12/03/2024 | News release | Distributed by Public on 12/03/2024 04:14
By combining the data taken from the scooters' onboard sensors with data collected from the users via surveys and their own smart devices, researchers in the ScooterLab can analyze where and when the scooters are ridden, who is riding them and how scooter usage varies based on different population segments. The ScooterLab testbed could even offer the potential to help researchers better understand traffic and road conditions and explore how scooters fit into the larger urban mobility infrastructure by analyzing how far riders walk before and after their scooter trips and whether they utilize public transit, ride sharing or private vehicles.
"The possibilities for this infrastructure are endless," Jadliwala said. "We aim to provide data which can be used for solving rider and pedestrian safety challenges, urban routing and infrastructure planning challenges, engineering and machine learning."

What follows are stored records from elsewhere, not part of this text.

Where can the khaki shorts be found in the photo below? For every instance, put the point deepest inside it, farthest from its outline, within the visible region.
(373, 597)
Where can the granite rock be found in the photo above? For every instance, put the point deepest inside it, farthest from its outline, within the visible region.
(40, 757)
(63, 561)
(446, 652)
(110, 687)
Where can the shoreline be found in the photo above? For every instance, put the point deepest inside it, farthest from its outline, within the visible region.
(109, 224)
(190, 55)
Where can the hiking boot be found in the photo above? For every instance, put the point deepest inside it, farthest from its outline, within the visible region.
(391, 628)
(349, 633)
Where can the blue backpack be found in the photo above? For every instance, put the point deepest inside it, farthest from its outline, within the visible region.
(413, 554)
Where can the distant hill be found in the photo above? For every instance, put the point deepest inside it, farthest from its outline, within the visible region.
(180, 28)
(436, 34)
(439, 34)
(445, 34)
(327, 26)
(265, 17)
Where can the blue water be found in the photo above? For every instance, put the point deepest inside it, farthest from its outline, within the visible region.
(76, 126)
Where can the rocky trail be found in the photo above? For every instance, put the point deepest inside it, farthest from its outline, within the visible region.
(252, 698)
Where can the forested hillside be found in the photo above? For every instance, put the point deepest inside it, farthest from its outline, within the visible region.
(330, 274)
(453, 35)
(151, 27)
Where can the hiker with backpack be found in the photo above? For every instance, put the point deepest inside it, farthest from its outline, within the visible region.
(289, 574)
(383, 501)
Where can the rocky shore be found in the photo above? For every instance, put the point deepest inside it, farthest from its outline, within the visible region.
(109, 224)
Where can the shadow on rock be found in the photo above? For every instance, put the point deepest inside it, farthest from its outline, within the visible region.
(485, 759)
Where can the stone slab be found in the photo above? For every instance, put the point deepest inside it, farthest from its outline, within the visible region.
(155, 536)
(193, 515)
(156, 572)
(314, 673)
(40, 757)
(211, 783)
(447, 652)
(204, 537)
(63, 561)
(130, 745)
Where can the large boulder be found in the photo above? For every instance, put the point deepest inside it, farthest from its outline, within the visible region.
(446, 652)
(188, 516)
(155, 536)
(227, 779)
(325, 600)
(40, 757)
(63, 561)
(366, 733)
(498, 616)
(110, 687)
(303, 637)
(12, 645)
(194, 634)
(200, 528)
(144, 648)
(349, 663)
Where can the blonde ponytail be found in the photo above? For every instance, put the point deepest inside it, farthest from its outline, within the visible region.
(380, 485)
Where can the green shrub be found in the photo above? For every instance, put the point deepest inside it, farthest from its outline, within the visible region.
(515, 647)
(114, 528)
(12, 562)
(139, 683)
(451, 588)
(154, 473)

Since the initial brainstorming session in 2020, the team has overcome numerous challenges to make their scooters work. In many cases, it has been necessary to design many hardware and software elements in-house. These include the software that stores the raw data, the research portal that allows external researchers to access the data and the 3D-printed, weather-resistant enclosure that protects the delicate innards of the ScooterLab WBSC/sensor box.
"Rolling out the first scooters is the result of a lot of hard work and dedication from the entire ScooterLab team," said Raveen Wijewickrama, ScooterLab's vehicle and sensing development lead. "We're thrilled to have reached this milestone, especially after overcoming numerous challenges along the way."
Now the team faces new sets of challenges, including distributing the scooters to students at UTSA's Main and Downtown Campuses, finding room to store and maintain the scooters and hiring student workers to check those scooters in and out. However, Wijewickrama believes the benefits to science and the San Antonio community more than make up for hard work.
"Advancing science while working on this is a huge motivation," he said. "Another exciting aspect is providing a novel testbed and a dataset for the community, something that will contribute to research and practical solutions in the future."
Such solutions are both immediate and far-reaching. Students will now have free access to the ScooterLab e-scooters, enabling them to scoot around Main and Downtown Campuses quickly and easily. Down the road, the team hopes that the data these scooter trips provide will lead to improvements in city planning and transportation development, advancing the fields of data science and machine learning as a whole.
"It's incredibly rewarding to see the infrastructure we've built serve a dual purpose, benefiting the community while contributing to scientific progress," Wijewickrama said. "This is just the start of something much bigger, and we're excited for what's ahead."
What's ahead, specifically, is expanding the ScooterLab. The team intends to scale up the deployment of its e-scooters to accommodate more users over a larger area. It also plans to increase its community-engagement efforts by encouraging user feedback and strengthening research to ensure that the ScooterLab testbed meets the needs of the research community. Finally, the ScooterLab team hopes to invite researchers from various fields to use the testbed for their own projects, enhancing interdisciplinary collaboration to advance the field of data science even further.
This sense of community within the field is an essential element of the ScooterLab, says Jadliwala, who extends his thanks to the many champions of the project within UTSA, the School of Data Science, the National Science Foundation and beyond.